I have delayed the xen_hvm_init_time_ops() for all VCPUs. Unfortunately,
now I am able to reproduce the clock backward as shown below on some old
versions of xen. I am not able to reproduce on most recent mainline xen.

[    0.359687] pcpu-alloc: [0] 16 17 18 19 20 21 22 23 [0] 24 25 26 27 28 29 30 31
[    0.359694] pcpu-alloc: [0] 32 33 34 35 36 37 38 39 [0] 40 41 42 43 44 45 46 47
[    0.359701] pcpu-alloc: [0] 48 49 50 51 52 53 54 55 [0] 56 57 58 59 60 61 62 63

... clock backward after the clocksource is switched from native to xen...

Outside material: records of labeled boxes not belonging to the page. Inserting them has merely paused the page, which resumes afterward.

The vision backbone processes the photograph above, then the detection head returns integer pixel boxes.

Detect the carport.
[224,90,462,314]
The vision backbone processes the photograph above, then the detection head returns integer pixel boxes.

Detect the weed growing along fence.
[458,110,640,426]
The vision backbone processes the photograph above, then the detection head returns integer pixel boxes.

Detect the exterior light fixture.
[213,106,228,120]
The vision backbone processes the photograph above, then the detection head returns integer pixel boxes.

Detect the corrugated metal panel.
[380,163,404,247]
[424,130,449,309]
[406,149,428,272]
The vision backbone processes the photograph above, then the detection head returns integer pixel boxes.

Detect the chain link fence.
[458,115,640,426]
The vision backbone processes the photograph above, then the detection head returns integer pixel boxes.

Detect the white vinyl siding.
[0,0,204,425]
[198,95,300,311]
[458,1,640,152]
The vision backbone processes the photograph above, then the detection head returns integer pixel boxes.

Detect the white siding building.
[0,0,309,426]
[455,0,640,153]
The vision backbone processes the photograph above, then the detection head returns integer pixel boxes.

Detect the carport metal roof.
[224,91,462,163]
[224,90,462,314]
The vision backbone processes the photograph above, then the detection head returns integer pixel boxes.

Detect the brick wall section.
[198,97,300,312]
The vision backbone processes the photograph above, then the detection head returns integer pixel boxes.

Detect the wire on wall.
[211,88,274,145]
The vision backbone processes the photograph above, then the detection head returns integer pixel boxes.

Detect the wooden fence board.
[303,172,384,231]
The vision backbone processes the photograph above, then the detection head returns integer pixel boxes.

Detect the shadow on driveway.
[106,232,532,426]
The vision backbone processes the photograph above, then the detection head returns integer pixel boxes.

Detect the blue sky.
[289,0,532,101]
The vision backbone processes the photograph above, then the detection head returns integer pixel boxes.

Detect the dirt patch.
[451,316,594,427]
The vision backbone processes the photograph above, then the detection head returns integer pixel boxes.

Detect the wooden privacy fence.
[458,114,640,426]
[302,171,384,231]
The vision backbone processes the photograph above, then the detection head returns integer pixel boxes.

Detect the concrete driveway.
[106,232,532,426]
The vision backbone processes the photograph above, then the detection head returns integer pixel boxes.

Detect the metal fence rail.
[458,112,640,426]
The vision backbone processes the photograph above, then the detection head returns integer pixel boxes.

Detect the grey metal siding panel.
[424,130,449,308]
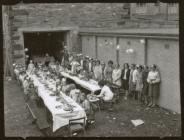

[    0.000004] Fallback order for Node 0: 0
[    0.002967] Built 1 zonelists, mobility grouping on.  Total pages: 3527744
[    0.007129] Policy zone: Normal
[    0.008937] Kernel command line: BOOT_IMAGE=/boot/vmlinuz-5.17.0-rc4xen-00054-gf71077a4d84b-dirty root=UUID=2a5975ab-a059-4697-9aee-7a53ddfeea21 ro text console=ttyS0,115200n8 console=tty1 earlyprintk=tty    S0,115200n8 loglevel=7 no_timer_check reboot=s32 splash crashkernel=512M-:192M vt.handoff=1
[    0.023880] Unknown kernel command line parameters "text splash BOOT_IMAGE=/boot/vmlinuz-5.17.0-rc4xen-00054-gf71077a4d84b-dirty", will be passed to user space.
[    0.032647] printk: log_buf_len individual max cpu contribution: 4096 bytes
[    0.036828] printk: log_buf_len total cpu_extra contributions: 258048 bytes
[    0.041049] printk: log_buf_len min size: 262144 bytes
[    0.044481] printk: log_buf_len: 524288 bytes


Since now I am able to reproduce the clock backward on old xen version,
please let me know if I should re-use the v2 of this patch, as it has been
running well in our env well for very long time.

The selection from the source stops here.